Wednesday, April 26, 2006

The Company's Own Field of Dreams: Chapter 2: The Field of Dreams Bathroom

Read this post first, then come back:
 
Well, folks, I guess they decided that those bathrooms which we have our prospects use when Mother Nature calls were unacceptable.
 
Cause now those bathrooms have been remodeled, and they look Nice.
 
And expennnnnnnnnsivvvvvvvve.
 
I really admire the ingenuity of whoever figured out how they were going to work over those tired old bathrooms. The partitions have been painted with a nubby charcoal colored paint and look brand spanking new. Now, if the workmen hadn't painted right over the hinge hardware, it would look *really* new. Shame on them.
 
Same thrones, same floors. But the lighting's different. Specifically, it may be the peak of the sun's brightness the day that you visit the commode to take your morning crap, but once you step into the FOD bathrooms, you're stepping into ambiance, kids. It's lit like Red Lobster's bathrooms...dark.
 
Don't get me wrong, the bathrooms look nice. They changed the wallpaper, added crown molding, and a crown molded shelf too.
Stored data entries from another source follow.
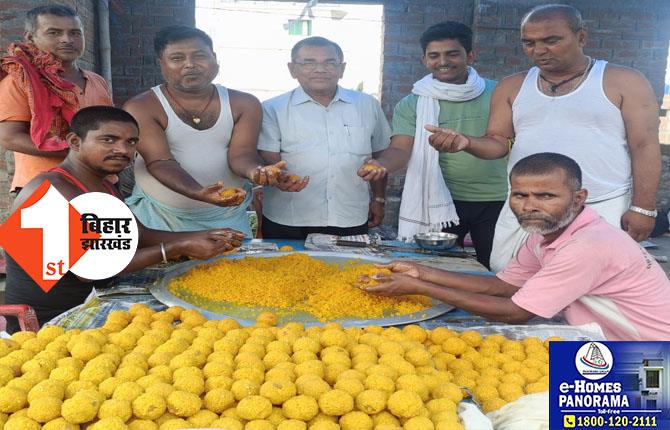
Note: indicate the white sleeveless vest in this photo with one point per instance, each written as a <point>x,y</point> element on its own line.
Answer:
<point>202,153</point>
<point>583,125</point>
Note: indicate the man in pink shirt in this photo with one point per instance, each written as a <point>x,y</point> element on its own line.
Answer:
<point>574,263</point>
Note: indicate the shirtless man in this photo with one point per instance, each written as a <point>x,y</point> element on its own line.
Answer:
<point>102,142</point>
<point>196,139</point>
<point>602,115</point>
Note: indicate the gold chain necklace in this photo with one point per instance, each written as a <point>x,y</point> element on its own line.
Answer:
<point>196,118</point>
<point>554,86</point>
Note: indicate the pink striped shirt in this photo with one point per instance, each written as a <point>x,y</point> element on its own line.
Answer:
<point>593,272</point>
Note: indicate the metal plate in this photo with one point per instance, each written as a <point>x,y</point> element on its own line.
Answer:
<point>246,315</point>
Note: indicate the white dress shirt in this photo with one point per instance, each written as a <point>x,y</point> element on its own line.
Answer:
<point>329,144</point>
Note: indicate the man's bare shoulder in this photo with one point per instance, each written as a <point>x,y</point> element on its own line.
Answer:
<point>509,86</point>
<point>243,99</point>
<point>513,82</point>
<point>243,103</point>
<point>142,101</point>
<point>623,75</point>
<point>64,186</point>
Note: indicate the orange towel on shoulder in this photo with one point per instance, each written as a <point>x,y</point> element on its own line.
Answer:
<point>52,99</point>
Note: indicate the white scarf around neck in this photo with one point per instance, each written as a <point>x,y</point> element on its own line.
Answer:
<point>426,203</point>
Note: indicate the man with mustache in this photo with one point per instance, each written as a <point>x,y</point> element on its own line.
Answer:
<point>602,115</point>
<point>443,188</point>
<point>573,263</point>
<point>102,142</point>
<point>40,75</point>
<point>198,138</point>
<point>328,134</point>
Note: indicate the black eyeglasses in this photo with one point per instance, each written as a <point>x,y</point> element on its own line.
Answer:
<point>310,66</point>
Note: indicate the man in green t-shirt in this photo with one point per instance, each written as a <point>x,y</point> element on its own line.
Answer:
<point>478,187</point>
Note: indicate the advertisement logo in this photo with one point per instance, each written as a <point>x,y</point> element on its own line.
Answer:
<point>94,236</point>
<point>594,360</point>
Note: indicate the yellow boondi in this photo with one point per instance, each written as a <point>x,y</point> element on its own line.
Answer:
<point>296,282</point>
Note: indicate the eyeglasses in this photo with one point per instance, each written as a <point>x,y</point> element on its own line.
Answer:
<point>310,66</point>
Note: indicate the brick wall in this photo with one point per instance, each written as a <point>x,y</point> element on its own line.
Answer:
<point>12,13</point>
<point>133,25</point>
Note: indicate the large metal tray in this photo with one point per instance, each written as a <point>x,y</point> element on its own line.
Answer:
<point>245,315</point>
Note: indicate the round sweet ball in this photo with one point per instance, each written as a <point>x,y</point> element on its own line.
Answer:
<point>336,402</point>
<point>254,408</point>
<point>227,423</point>
<point>405,404</point>
<point>259,425</point>
<point>292,425</point>
<point>80,408</point>
<point>149,406</point>
<point>418,423</point>
<point>183,403</point>
<point>21,423</point>
<point>455,346</point>
<point>302,408</point>
<point>356,420</point>
<point>219,399</point>
<point>371,401</point>
<point>44,409</point>
<point>12,399</point>
<point>278,391</point>
<point>116,408</point>
<point>109,423</point>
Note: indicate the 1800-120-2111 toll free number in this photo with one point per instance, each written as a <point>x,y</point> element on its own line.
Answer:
<point>641,421</point>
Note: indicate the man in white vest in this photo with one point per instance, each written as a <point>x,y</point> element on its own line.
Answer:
<point>604,116</point>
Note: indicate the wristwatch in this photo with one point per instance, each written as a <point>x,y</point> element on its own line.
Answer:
<point>645,212</point>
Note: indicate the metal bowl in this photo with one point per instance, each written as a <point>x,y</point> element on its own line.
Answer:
<point>435,240</point>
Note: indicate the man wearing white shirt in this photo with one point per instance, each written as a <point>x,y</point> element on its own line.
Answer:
<point>327,134</point>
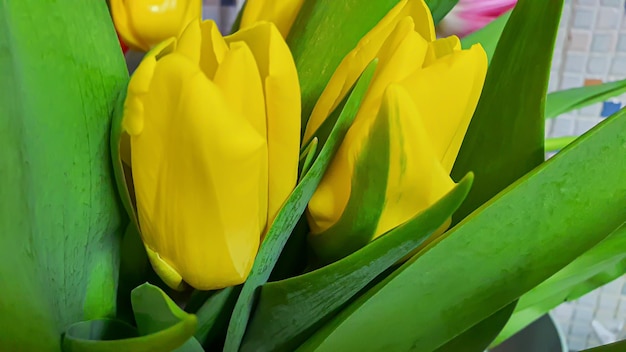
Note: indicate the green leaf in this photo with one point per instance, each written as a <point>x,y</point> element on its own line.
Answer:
<point>575,98</point>
<point>506,135</point>
<point>510,245</point>
<point>321,27</point>
<point>480,336</point>
<point>600,265</point>
<point>307,157</point>
<point>213,315</point>
<point>440,8</point>
<point>298,305</point>
<point>162,326</point>
<point>60,219</point>
<point>357,225</point>
<point>289,214</point>
<point>487,36</point>
<point>619,346</point>
<point>558,143</point>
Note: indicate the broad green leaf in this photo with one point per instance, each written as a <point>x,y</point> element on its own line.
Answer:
<point>575,98</point>
<point>213,315</point>
<point>307,157</point>
<point>357,225</point>
<point>600,265</point>
<point>155,312</point>
<point>61,223</point>
<point>510,245</point>
<point>322,27</point>
<point>488,36</point>
<point>290,213</point>
<point>558,143</point>
<point>506,135</point>
<point>298,305</point>
<point>480,336</point>
<point>162,326</point>
<point>440,8</point>
<point>619,346</point>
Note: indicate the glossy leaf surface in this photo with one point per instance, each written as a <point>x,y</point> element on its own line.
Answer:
<point>506,135</point>
<point>297,305</point>
<point>289,214</point>
<point>60,218</point>
<point>511,244</point>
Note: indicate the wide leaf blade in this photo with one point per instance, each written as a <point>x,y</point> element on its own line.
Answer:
<point>506,135</point>
<point>526,234</point>
<point>291,212</point>
<point>296,306</point>
<point>162,326</point>
<point>562,101</point>
<point>488,36</point>
<point>61,69</point>
<point>600,265</point>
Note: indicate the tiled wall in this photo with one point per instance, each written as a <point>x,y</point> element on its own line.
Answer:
<point>591,49</point>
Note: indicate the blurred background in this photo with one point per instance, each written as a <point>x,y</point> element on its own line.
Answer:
<point>590,49</point>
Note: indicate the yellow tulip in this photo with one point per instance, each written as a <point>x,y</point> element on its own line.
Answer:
<point>214,134</point>
<point>142,24</point>
<point>280,12</point>
<point>427,89</point>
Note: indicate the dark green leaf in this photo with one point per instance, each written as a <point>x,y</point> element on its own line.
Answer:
<point>213,315</point>
<point>480,336</point>
<point>558,143</point>
<point>487,36</point>
<point>507,247</point>
<point>322,27</point>
<point>598,266</point>
<point>298,305</point>
<point>619,346</point>
<point>61,223</point>
<point>506,135</point>
<point>357,225</point>
<point>309,154</point>
<point>290,213</point>
<point>162,326</point>
<point>571,99</point>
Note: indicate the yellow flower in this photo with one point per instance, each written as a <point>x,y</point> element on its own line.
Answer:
<point>214,128</point>
<point>142,24</point>
<point>280,12</point>
<point>428,90</point>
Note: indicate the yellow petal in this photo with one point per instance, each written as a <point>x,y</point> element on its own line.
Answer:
<point>196,168</point>
<point>280,12</point>
<point>416,177</point>
<point>203,44</point>
<point>446,94</point>
<point>139,85</point>
<point>333,192</point>
<point>123,25</point>
<point>282,102</point>
<point>152,21</point>
<point>366,50</point>
<point>440,48</point>
<point>401,54</point>
<point>239,81</point>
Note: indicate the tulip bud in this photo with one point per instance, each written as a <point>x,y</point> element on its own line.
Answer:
<point>142,24</point>
<point>468,16</point>
<point>427,90</point>
<point>280,12</point>
<point>214,135</point>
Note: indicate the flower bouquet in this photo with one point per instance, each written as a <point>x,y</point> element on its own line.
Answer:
<point>329,177</point>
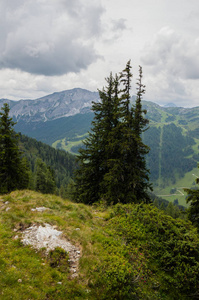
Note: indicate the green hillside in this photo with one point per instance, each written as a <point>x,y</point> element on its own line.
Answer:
<point>173,137</point>
<point>125,252</point>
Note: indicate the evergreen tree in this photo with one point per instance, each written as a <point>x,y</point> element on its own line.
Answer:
<point>112,165</point>
<point>14,173</point>
<point>93,160</point>
<point>193,200</point>
<point>44,178</point>
<point>140,150</point>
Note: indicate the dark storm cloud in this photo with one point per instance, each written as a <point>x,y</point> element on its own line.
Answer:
<point>169,51</point>
<point>49,37</point>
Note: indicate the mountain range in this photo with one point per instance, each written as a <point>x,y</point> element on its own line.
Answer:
<point>63,120</point>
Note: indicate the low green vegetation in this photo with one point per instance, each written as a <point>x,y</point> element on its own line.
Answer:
<point>132,251</point>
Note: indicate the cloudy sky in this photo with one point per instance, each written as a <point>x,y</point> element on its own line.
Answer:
<point>54,45</point>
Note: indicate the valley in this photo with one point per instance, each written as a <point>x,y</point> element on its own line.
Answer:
<point>173,134</point>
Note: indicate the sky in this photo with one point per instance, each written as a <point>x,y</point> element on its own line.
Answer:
<point>49,46</point>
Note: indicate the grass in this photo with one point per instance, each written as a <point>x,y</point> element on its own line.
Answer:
<point>27,274</point>
<point>117,251</point>
<point>187,181</point>
<point>68,144</point>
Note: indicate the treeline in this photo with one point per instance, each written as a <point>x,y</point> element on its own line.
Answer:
<point>112,166</point>
<point>27,163</point>
<point>170,151</point>
<point>59,163</point>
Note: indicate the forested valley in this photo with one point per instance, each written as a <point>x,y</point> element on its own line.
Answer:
<point>132,245</point>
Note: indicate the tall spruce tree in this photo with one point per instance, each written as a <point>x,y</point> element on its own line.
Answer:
<point>14,173</point>
<point>112,165</point>
<point>140,123</point>
<point>93,160</point>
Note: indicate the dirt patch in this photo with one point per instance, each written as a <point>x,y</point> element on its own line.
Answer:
<point>46,236</point>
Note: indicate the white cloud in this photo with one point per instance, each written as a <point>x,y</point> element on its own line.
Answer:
<point>44,37</point>
<point>171,63</point>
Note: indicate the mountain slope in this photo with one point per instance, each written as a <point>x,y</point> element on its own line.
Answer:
<point>63,120</point>
<point>51,107</point>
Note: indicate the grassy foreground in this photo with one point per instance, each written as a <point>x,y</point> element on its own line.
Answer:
<point>128,251</point>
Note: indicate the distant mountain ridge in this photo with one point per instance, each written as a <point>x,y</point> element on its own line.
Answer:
<point>51,107</point>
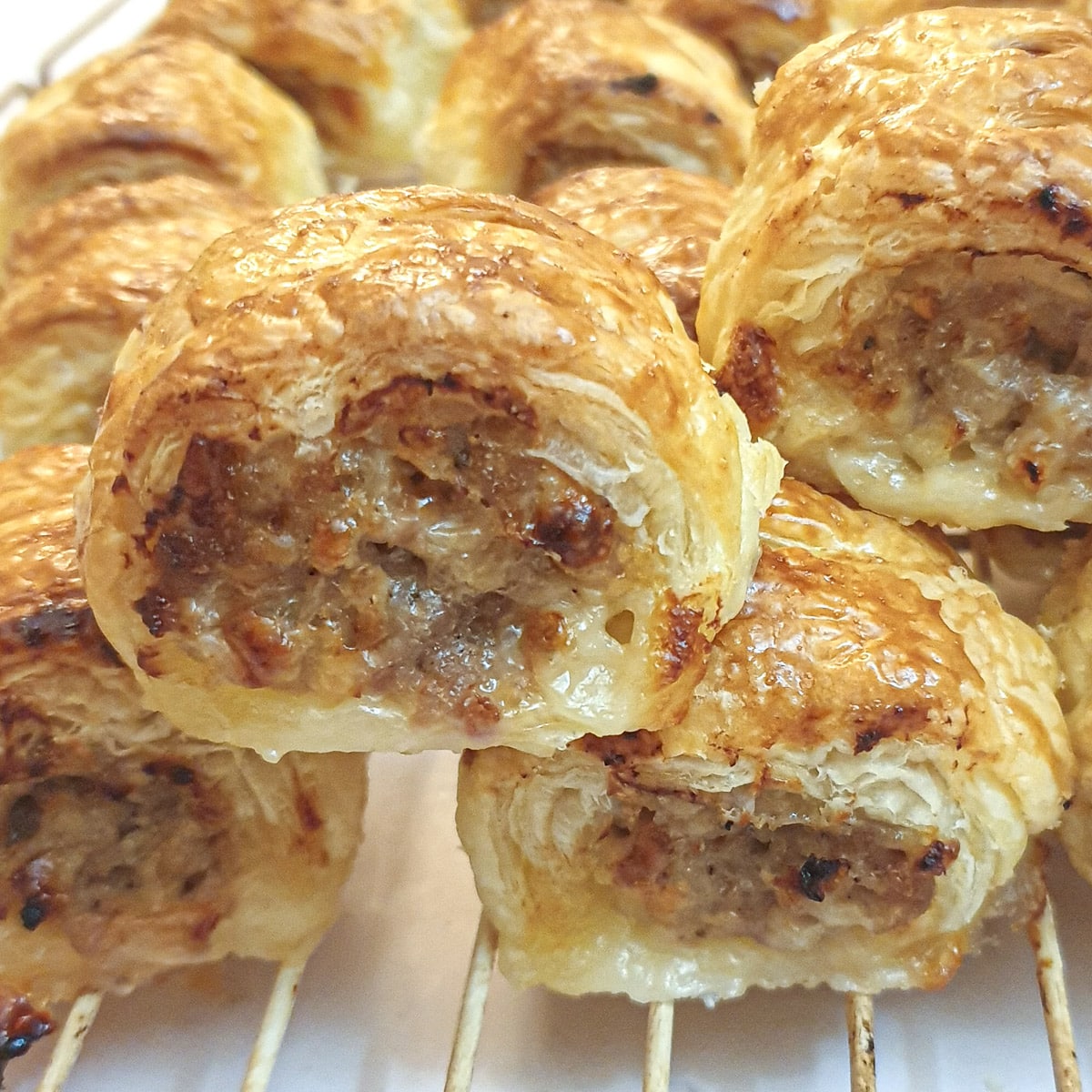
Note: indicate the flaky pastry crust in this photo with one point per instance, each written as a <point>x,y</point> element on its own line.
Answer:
<point>130,849</point>
<point>554,86</point>
<point>418,469</point>
<point>762,35</point>
<point>80,277</point>
<point>1066,621</point>
<point>900,296</point>
<point>367,71</point>
<point>853,793</point>
<point>162,105</point>
<point>666,217</point>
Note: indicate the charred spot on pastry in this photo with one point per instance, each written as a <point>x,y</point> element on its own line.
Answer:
<point>1070,217</point>
<point>574,529</point>
<point>937,857</point>
<point>816,874</point>
<point>25,819</point>
<point>678,640</point>
<point>21,1026</point>
<point>34,884</point>
<point>53,623</point>
<point>176,773</point>
<point>898,720</point>
<point>622,751</point>
<point>157,612</point>
<point>644,85</point>
<point>749,375</point>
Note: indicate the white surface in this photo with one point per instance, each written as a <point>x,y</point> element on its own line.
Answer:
<point>379,1002</point>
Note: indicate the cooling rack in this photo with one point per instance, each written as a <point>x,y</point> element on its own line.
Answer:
<point>403,996</point>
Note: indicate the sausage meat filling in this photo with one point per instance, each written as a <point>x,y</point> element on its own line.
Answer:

They also changed out the counters so that they have those sinks that mount under the new granite or whatever countertops. And there's these cool new mirrors. They're oval with black frames; I really like that touch.
 
See what I mean about the expensive bit?
 
No?
 
That's ok; we haven't talked about the crown jewel of this lovely remodel. Or jewels, I should say.
 
The fixtures were changed out and now we have motion sensor faucets. No biggie, right? Yeah, I saw that shit at the mall too.
 
Wait. They didn't stop there. To complement that technological crown jewel known as the Field of Dreams, witness the grace of motion sensor paper towel dispensers.
 
Wow.
 
But they didn't stop there. And, honestly, I saw motion sensor towel dispensers at Wal-Mart, so that's not too exciting.
 
No, the one thing that surprised me was the motion sensor soap dispensers.  
 
Yep. Motion sensor soap dispensers.
 
I guess that makes the company-wide staff who got zilch for Christmas feel much better now. After all, our company can lay claim to a motion-sensor fuckin' orgy in the FOD bathrooms. What more could we as employees ask for? What more do we need in order to bask in the glow of industry technological superiority that we obviously enjoy?
 
I bet the people in Client Services are really glad they're working their asses off and getting nothing at Christmas while we're installing motion-sensor-everything except motion-sensor bidets in the fucking restrooms.
 
Well, it's getting late and I have yet to hook up my new DVD player so I'm gonna go have fun with that, and I'll see y'all tomorrow. :)

1 comment:

Anonymous said...

That was cute the way you posted to yourself in the old post.